Roland flutuava lentamente, com cuidado para não perturbar sequer um fio de mana. O leito do lago estendia-se diante dele como um abismo sem fim. Todas as serpentes marinhas estavam lá, e era hora de acabar com tudo aquilo.

‘Ótimo… eles ainda estão dormindo.’

Ele finalmente chegou ao centro exato do lago, onde planejava lançar sua isca. Posicionou o pequeno orbe que carregava e as runas gravadas em sua superfície começaram a brilhar. Quando retirou as mãos, o orbe permaneceu suspenso na água e sua luz se intensificou. Logo começou a girar e a liberar uma substância quase invisível no lago, semelhante à que ele usara para atrair os draquinídeos do tipo planta.

Com a armadilha armada, ele nadou de volta em um ritmo constante, guiando os quatro recipientes que continham os torpedos. Ele não os teria consigo por muito tempo. Como esperado, os monstros marinhos reagiram ao dispositivo, e todo o lago começou a tremer.
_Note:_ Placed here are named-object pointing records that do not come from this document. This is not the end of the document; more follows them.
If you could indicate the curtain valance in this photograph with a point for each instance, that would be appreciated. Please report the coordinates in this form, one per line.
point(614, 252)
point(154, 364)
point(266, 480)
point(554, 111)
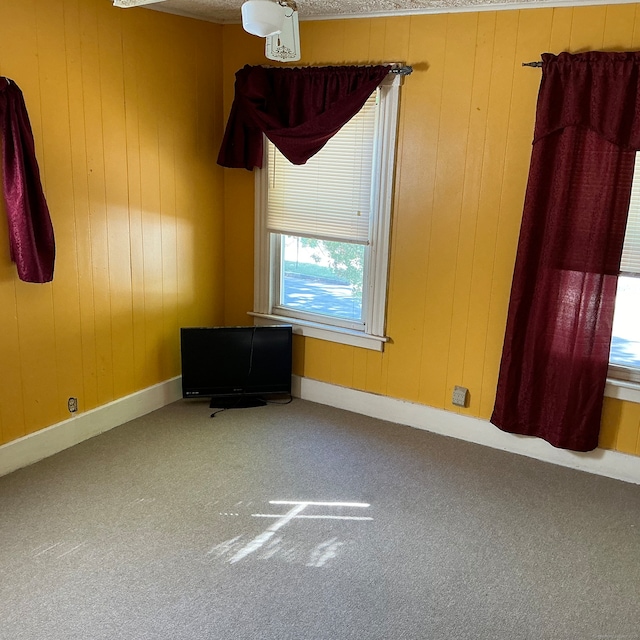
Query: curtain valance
point(596, 90)
point(298, 109)
point(31, 238)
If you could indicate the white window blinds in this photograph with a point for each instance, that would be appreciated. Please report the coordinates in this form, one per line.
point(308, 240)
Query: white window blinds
point(631, 252)
point(329, 197)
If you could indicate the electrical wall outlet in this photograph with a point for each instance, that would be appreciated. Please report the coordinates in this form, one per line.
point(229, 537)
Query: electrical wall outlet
point(460, 396)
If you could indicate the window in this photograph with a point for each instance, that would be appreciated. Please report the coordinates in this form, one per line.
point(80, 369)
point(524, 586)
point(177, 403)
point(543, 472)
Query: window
point(322, 230)
point(625, 342)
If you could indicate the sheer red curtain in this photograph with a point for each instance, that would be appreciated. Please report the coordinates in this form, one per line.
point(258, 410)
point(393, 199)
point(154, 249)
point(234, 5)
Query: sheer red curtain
point(298, 109)
point(556, 349)
point(31, 239)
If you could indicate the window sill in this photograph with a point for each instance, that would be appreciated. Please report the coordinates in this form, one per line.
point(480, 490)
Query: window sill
point(324, 332)
point(622, 390)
A princípio, apenas uma criatura emergiu para investigar, mas logo foi seguida por uma segunda, depois uma terceira, e logo mais de dez convergiam para a isca brilhante. Seu comportamento lembrava o dos dragões menores, levados a um leve frenesi enquanto estalavam suas enormes mandíbulas uns contra os outros.

Roland aproveitou a oportunidade. Posicionou os lançadores de torpedos em locais estratégicos, apontando cada um para as criaturas que circulavam a esfera giratória. Os monstros não atacaram o dispositivo. Em vez disso, beberam a água que agora continha a substância dispersa, absorvendo avidamente tudo ao seu redor.

‘Perfeito. Estão todos aqui. Vamos lá.’

Roland recuou para uma distância segura e acionou a armadilha. Linhas de runas se acenderam em cada recipiente de metal. Mecanismos travaram e quatro rajadas de trinta torpedos foram lançadas simultaneamente. Runas de ar os impulsionaram em direção à massa de monstros marinhos aglomerados ao redor da isca, e um instante depois as explosões começaram.